Jean pensait avoir posé une question simple et il se serait contenté d’une réponse par « oui » ou « non ». Et voilà qu’il se voit gratifié d’un discours fleuve qui contient une bonne dizaine de messages différents et presque autant de prénoms ! Frustré et débordé, il éprouve soudain une violente envie de sortir arroser la pelouse.

Le cerveau de l’homme est programmé pour traiter une seule tâche à la fois. Un homme ne peut se concentrer que sur une action. D’ailleurs, quand un homme déplie une carte routière, il éteint la radio. Si sa compagne lui parle au moment où il s’engage sur un rond-point, il risque fort de rater la sortie et de le lui reprocher. Pour certains, il est même difficile de marcher tout en mâchant du chewing-gum...

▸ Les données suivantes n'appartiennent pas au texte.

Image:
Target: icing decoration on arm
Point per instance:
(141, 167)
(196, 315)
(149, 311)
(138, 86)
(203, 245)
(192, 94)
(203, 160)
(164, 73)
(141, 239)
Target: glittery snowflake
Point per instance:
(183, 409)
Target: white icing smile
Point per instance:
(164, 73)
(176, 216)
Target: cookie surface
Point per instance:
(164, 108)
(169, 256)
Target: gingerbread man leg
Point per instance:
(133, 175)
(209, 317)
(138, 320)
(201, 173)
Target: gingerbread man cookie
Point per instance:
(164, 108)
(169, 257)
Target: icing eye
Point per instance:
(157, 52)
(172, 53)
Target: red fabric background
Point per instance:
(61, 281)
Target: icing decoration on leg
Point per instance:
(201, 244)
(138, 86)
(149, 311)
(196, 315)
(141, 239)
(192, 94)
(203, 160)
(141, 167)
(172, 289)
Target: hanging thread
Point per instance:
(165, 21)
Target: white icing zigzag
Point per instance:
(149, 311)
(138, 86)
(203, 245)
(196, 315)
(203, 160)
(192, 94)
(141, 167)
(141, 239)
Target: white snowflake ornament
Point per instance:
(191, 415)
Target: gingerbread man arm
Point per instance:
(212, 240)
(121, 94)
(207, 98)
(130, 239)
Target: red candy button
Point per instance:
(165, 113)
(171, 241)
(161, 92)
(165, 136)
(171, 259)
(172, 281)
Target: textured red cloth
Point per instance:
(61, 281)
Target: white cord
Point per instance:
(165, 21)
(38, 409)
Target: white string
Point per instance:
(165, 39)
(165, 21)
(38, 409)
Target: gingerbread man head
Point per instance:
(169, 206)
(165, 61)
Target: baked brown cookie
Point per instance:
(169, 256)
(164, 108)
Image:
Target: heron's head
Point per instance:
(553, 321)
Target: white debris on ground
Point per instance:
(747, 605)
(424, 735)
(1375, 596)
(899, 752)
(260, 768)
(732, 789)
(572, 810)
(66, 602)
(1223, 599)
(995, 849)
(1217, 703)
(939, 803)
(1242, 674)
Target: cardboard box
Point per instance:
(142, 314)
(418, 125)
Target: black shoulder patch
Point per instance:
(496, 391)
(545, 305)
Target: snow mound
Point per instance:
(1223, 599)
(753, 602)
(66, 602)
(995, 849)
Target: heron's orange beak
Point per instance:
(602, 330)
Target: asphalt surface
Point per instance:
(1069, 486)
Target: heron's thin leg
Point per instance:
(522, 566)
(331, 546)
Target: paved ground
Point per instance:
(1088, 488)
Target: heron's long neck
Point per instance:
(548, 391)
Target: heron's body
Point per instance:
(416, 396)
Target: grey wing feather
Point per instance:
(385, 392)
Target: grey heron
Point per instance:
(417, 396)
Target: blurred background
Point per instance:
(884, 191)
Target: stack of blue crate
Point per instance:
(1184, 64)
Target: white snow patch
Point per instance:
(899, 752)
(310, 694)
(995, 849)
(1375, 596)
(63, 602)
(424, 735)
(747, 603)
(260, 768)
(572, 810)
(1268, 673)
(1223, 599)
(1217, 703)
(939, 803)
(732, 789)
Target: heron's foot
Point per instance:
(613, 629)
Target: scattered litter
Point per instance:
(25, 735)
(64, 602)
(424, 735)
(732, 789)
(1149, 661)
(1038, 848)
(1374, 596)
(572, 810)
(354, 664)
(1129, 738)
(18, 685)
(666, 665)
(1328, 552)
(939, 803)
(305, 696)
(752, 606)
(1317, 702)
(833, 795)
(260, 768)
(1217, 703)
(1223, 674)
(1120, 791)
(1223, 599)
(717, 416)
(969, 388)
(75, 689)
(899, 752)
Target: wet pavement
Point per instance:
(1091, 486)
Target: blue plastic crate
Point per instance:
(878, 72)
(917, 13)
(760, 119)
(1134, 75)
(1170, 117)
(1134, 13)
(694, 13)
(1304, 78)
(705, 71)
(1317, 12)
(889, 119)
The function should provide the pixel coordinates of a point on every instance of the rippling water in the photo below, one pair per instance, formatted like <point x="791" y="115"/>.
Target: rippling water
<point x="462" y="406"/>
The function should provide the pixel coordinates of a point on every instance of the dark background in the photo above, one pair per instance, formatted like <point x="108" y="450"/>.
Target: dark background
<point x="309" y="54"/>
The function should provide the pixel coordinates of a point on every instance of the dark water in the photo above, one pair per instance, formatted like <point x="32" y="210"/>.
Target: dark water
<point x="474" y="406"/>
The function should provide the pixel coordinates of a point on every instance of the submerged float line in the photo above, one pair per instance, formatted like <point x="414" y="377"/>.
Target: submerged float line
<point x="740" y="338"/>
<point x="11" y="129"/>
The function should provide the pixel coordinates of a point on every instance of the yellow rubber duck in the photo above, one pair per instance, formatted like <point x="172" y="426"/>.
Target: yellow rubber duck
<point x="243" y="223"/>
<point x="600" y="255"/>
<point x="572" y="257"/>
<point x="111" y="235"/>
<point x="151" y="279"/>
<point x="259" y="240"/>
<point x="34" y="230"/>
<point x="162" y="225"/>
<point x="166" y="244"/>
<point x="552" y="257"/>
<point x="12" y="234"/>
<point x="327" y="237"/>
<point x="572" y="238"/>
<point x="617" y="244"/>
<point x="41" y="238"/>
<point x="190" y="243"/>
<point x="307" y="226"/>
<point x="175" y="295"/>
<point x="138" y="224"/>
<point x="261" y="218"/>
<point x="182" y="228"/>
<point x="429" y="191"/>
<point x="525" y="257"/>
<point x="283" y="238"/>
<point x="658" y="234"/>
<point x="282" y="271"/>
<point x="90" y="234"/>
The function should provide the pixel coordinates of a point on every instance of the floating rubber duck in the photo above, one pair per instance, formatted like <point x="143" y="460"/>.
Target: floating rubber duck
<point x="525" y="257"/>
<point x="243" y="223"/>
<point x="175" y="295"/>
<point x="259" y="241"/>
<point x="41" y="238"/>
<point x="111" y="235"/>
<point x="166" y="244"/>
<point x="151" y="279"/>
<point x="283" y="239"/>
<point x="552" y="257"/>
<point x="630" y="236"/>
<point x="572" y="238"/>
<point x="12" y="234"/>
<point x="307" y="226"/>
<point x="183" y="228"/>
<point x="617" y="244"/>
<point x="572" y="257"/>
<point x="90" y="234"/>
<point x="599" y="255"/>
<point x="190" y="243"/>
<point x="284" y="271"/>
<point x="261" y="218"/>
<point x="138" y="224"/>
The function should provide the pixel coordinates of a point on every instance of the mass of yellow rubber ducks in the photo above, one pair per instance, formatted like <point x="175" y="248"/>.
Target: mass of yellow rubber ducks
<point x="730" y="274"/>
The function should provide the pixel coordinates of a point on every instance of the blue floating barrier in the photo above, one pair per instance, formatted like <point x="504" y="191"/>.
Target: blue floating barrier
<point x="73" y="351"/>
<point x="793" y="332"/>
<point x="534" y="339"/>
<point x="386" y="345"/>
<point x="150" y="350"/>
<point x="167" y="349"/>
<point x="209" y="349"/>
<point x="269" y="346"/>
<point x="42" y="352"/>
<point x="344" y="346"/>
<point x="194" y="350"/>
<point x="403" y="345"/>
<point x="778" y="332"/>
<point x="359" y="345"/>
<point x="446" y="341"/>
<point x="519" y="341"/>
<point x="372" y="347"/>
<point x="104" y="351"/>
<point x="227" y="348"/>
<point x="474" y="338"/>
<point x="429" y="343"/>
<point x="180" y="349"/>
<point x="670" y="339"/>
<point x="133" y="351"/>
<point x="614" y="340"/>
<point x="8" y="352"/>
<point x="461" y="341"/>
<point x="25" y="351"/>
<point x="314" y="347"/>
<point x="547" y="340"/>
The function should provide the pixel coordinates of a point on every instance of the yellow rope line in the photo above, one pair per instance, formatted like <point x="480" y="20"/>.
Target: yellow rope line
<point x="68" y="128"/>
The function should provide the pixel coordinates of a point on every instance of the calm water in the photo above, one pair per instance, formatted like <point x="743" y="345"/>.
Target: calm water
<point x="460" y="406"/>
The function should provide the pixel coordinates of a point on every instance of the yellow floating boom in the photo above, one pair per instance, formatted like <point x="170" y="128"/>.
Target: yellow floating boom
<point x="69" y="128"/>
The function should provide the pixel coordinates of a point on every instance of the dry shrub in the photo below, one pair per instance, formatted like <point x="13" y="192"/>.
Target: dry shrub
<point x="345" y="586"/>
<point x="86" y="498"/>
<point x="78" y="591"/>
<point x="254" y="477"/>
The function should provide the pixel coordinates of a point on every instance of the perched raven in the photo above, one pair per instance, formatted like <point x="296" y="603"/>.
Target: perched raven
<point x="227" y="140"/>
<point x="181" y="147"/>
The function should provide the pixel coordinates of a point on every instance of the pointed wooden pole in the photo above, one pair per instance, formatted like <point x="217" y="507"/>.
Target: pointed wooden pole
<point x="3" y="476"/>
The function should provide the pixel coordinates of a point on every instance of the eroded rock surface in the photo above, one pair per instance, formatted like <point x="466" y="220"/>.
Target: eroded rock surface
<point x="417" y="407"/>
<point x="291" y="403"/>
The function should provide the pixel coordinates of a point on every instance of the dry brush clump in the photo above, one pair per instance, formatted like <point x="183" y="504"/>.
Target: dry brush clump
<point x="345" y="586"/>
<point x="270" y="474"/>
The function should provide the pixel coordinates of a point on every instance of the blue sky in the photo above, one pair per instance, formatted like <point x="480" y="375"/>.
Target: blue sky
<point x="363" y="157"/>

L’un des grands problèmes des hommes, c’est de gérer un harcèlement tous azimuts. Débordés, ils réagissent presque toujours en déconnectant. L’asticoteuse a alors tendance à augmenter le volume et à marteler ses reproches avec une véhémence accrue. Elle a beau exiger qu’il l’écoute, son compagnon va se replier de plus en plus sur lui-même, quitte à fuir purement et simplement s’il ne voit pas d’autre issue. Mais elle ne rend pas pour autant les armes. Se sentant acculé, l’homme risque alors de riposter avec agressivité et la discussion de dégénérer en dispute.